Subject: RE: The Big Lie (was 'Are You a Writer?')
From: "CB Casper" <knowone -at- surfy -dot- net>
To: "TECHWR-L" <techwr-l -at- lists -dot- raycomm -dot- com>
Date: Tue, 05 Mar 2002 22:37:00 +0400

>My impression is that, prior to the early Nineties,
technical writers were far more likely to be
technologically-oriented than they are now.
However, I wasn't in the field then, so I can't be
sure. Can any veterans on the list comment?<

I graduated as with a BS in Aeronautical/Mechanical Engineering
degree in 1978. The following is my perceptions of the TW world
from my perspective through the ages. I learned basic English skills,
in spite of my schooling, from my parents. Writing skills were not
included in Engineering studies at the time.

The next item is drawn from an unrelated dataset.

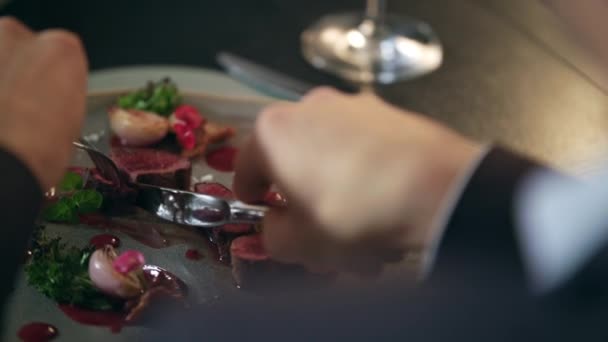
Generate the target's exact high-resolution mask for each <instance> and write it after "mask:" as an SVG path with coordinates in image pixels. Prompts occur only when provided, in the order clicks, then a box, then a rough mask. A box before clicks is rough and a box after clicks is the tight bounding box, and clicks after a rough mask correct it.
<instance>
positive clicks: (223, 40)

A Manufacturing Engineer takes other engineer's designs and
determines how to build the product. I only had a sparse course
in Manufacturing, with very little experience in actually using
the machine tools in the school shop.

Our expertise was to determine the sequence of steps to build
detail components and assemble them into complex products. The
SME becomes fuzzy, the designer for the design, or the Mfg Eng
for how to build it. The best designs came from us working
as a team to incorporate producibility into the product.

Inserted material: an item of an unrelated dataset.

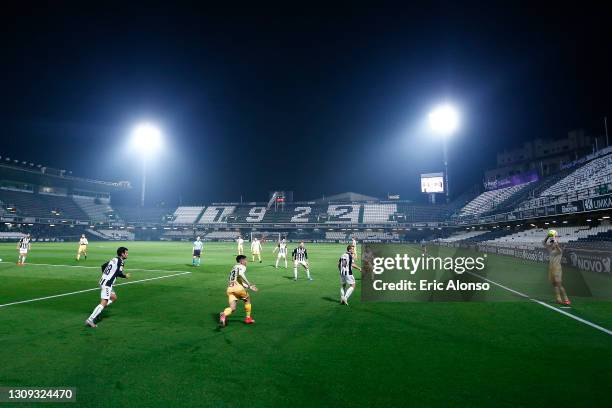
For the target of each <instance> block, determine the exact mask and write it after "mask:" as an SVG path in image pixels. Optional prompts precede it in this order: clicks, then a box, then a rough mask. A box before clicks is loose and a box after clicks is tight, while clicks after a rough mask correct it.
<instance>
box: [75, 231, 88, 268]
mask: <svg viewBox="0 0 612 408" xmlns="http://www.w3.org/2000/svg"><path fill="white" fill-rule="evenodd" d="M87 245H89V241H87V237H85V234H82V235H81V239H79V249H78V250H77V261H78V260H80V259H81V255H83V257H84V258H85V260H87Z"/></svg>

Most of the Mfg Engrs had come from the shop, used the machine
tools, were sharp, imaginative, and good learners. They learned
the processes from the inside out, with little schooling in either
writing or engineering. They struggled with the software tools
and produced acceptable, but not well written instructions.

We created text only instructions, with no formatting possible,
beyond step numbers. We referenced drawings for technical details.
We told people how to sequence the installation of 400 rivets
referencing a 36 page E size drawing.

This was, at the very core, technical writing, though we never
considered ourselves as such. We were Manufacturing Engineers.
Technical expertise first, eloquence second. Part of our job
was to go to the shop floor to solve manufacturing problems
and keep the shop working.

I continued in this mindset until the late 90's. The tools
evolved through MacDraw, GEM draw, Word, Interleaf, to Frame,
indifferent companies, but we were still Manufacturing Engineers.

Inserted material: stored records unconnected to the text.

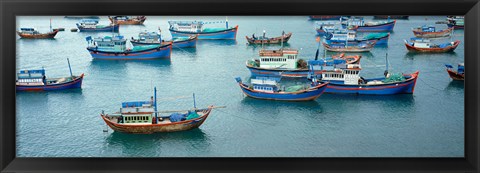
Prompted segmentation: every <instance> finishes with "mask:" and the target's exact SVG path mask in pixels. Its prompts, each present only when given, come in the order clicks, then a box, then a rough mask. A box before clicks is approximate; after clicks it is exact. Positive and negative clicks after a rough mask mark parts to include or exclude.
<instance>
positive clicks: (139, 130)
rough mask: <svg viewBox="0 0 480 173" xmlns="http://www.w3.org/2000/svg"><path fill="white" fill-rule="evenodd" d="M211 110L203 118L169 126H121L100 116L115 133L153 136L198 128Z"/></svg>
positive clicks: (107, 119)
mask: <svg viewBox="0 0 480 173" xmlns="http://www.w3.org/2000/svg"><path fill="white" fill-rule="evenodd" d="M211 110H212V108H211V107H209V108H208V109H207V111H208V112H207V113H205V114H204V115H203V116H201V117H199V118H196V119H191V120H185V121H180V122H173V123H168V124H161V123H159V124H146V125H128V124H119V123H115V122H112V121H110V120H109V119H107V118H105V115H102V114H100V116H101V117H102V119H103V120H104V121H105V123H106V124H107V125H108V126H109V127H110V128H111V129H113V130H114V131H117V132H123V133H134V134H152V133H164V132H178V131H185V130H191V129H194V128H198V127H199V126H200V125H202V124H203V122H205V120H206V119H207V118H208V115H210V112H211Z"/></svg>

The create-minimalist-documents & the fully-document camps
emerged within the ranks of the Mfg Engrs.

The minimalists felt that supporting the shop floor was the
justification for their jobs. They wrote poor documentation so
that they spent most of their time on the floor interpreting
their own documentation.

I felt that the best measure of my success as a Mfg Engr was
that the shop floor did NOT need my assistance. The
documentation was sufficient to stand on it's own.
I thus became, in my own mind at least, a technical writer.

This was not a popular, nor prevalent attitude
in the aerospace world, unfortunately.

I don't know about other areas, but this was fairly
typical in the aerospace industry.

I never saw a non-technical major enter into this
sector of the technical writing arena.